We all went hyphen happy back when I was in grade school (quick aside – why did we call elementary school grade school? We had grades in all our school levels. Just curious) when we first learned to write and needed to continue a word from the end of one line to the beginning of the next. I remember we’d chop a word at the nearest syllable right when it almost bumped against the edge of the paper. Then, we’d squeak in a hyphen and continue the word on the next line. Don’t know if they’re still teaching that or not. But when I looked up hyphens on the ‘net, I didn’t see that listed as a technique.

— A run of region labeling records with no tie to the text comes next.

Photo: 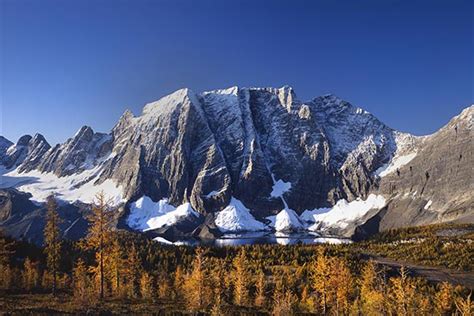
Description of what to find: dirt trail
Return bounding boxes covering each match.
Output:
[367,255,474,290]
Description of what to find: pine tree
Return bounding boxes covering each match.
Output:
[83,192,113,299]
[44,195,62,296]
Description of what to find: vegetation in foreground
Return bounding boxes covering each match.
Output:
[0,195,474,315]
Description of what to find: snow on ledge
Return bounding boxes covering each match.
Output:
[270,179,291,197]
[126,195,199,231]
[423,200,433,210]
[308,194,385,230]
[0,164,125,206]
[215,197,266,233]
[375,153,416,178]
[267,208,304,232]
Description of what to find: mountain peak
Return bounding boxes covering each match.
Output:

But other than that, the various and sundry rules for applying hyphens seems just a little on the random side. Take a look at the example of a car that is thirty years old. First off, you should be doing regular maintenance on your car if it’s thirty years old, but I’m figuring that if you have it and it runs, then you’re already doing that, so let’s move on. The thirty years old describes your car, and when I say that my car is thirty years old I don’t need hyphens because the thirty years old comes after the car. But if I say that I have a thirty-year-old car, then I’m supposed to hyphenate (in public, no less!). Now why the two cases should be different, I don’t know, other than that the Committee for Proliferating English Confusion met one day, and they’d all just eaten a bad lunch and were grumpy when they voted, so they said, “Hey, let’s make compound adjectives that are in front of the noun hyphenated, and the ones that come after, we’ll make non-hyphenated. Just ‘cause we can.”

And I say if they’re keeping adjectives in a compound, anyway, they need to set them free.

‘til next time…Adios.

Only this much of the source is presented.